Did she say she feels like you are roommates or is that how you feel?


----------



## Chaparral (Jul 17, 2011)

Get the MMSLP book linked to below. You can also downlaod it from amazon.


----------



## Chaparral (Jul 17, 2011)

Do you still romance and date your wife?


----------



## Lostinthought61 (Nov 5, 2013)

Cthart this is very common, especially after the birth of a child, your existing not living and i am pretty sure she feels the same way....now what you do here, does matter, and it is essential you get it right but just going to therapy will not do it you both have to engage each other and stay engaged , otherwise it is too easy to slip away from each other.


----------



## cdbaker (Nov 5, 2010)

Yeah you basically described only two relational pieces of info, that you feel like roommates with her, and that she doesn't say "I love you" back when you say it to her. These two things happen to virtually every marriage that faces troubled times. You'll probably have to get a lot more specific to get any more detailed of an answer than what ButtPunch responded with first above. That yes certainly many marriages with those issues have recovered just fine, while many others haven't.


----------



## Cthartguy239 (Sep 16, 2015)

Sorry it took me so long to respond. A little more info I just opened up a business in March that is very successful for only being in buisness for 6 months and I am 28 and she is 25. She told me she doesn't feel the intimacy anymore and that she wants to fall asleep and wake up and everything be fine. She said divorice is the last resort but if we can't find love then it's going happen. I feel like **** im stressed out and can barely eat. She says when we hold hands she can't feel anything and it hurts coming from someone that your suppose to spend the rest of your life with. Are sex life was awesome till we had a kid and it disapperaed completely. We maybe had sex 5 times this year and she said that she loves me but she wants that passionate love and spark like we use to have.she barely texts me and doesn't even call me after work and goes straight home. Also told me it's not anybody else it's just she can't connect right now emotionally to me. We are going to see someone on Monday and see if we can get this situated. It really hurt me last night when I asked her if she's going to miss me in 2 weeks when she leaves for North Carolina to surprise her best friend for making captain in the army. And she Said uhhhhh I don't know. I've been really messed up lately and have no idea what to do. I make a lot of the money in the home and I met her with a lot of money so I have a prenup that she can't get anything that I came in with. But I don't want a divorce we barley fight and I really do love her. Some days I'm ready to give up and some days I dont ..... I was told all of this on Monday . Thanks for your help I really appreciate it


----------



## Chaparral (Jul 17, 2011)

How old is your child?

Has she been checked by a doctor for postpartum depression?
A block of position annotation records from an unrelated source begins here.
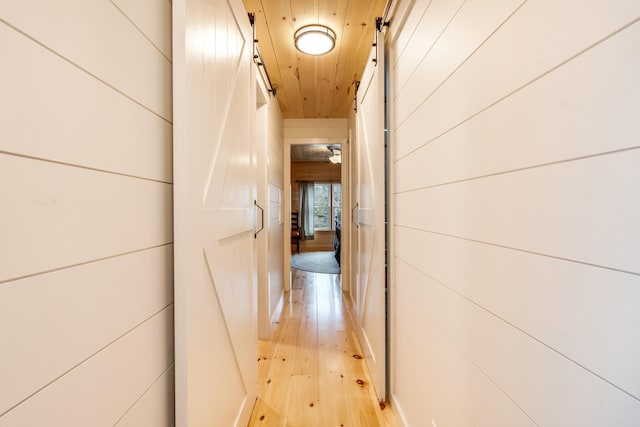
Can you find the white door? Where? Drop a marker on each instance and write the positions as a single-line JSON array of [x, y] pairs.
[[370, 295], [215, 266]]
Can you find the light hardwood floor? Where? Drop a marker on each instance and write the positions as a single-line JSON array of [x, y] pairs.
[[311, 372]]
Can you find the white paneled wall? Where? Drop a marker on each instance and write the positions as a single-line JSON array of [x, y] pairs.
[[275, 178], [516, 132], [86, 253]]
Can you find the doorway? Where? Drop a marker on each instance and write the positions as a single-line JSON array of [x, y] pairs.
[[308, 167]]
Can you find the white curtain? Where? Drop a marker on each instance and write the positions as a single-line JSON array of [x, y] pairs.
[[306, 210]]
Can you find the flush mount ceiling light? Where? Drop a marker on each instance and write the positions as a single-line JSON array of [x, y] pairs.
[[315, 39]]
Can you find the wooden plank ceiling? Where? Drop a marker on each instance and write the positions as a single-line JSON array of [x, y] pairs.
[[315, 86]]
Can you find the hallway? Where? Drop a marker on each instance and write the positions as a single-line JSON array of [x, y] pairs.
[[310, 372]]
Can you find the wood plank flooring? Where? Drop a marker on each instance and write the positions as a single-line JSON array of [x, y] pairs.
[[311, 371]]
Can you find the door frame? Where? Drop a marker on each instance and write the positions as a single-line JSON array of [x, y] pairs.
[[346, 213]]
She doesn't want sex with you?

Does she go out with the girls?

What have you done to be 100% sure there is no affair? Phone records, texts, emails? Do you have access to all her passwords?

Is the captain male or female?


----------



## Marc878 (Aug 26, 2015)

something like this doesn't just come out of nowhere. there are big red flags. better start looking and paying attention.

right now you are in the dark and you can't fix anything if you don't know whats wrong.

smells bad.

check her phone, pc,, etc yesterday!


----------



## Stang197 (Aug 31, 2015)

After all the stories I have read this sounds like classic cheating behavior.


----------



## aine (Feb 15, 2014)

A kid who is still young, a new business, a 45 hr week, doesn't leave much time for you guys to really connect. The problem is that many young men like yourself, get the girl, get the house, get the great job and think they are set, now have to work hard to provide and get into that routine but forget that the girl still needs to be loved, told she is beautiful, touched non-sexually, given flowers, etc. I think you have been so wrapped up in doing all the other things you forgot to meet your wife's needs for intimate conversation, care after giving birth, etc. resulting in the disconnect.

You can still save the marriage
Go for MC, spend more time doing things with her, talking to her. It will require work but is possible


----------



## EleGirl (Dec 3, 2011)

You two can rebuild the connection/passion. It will take some work.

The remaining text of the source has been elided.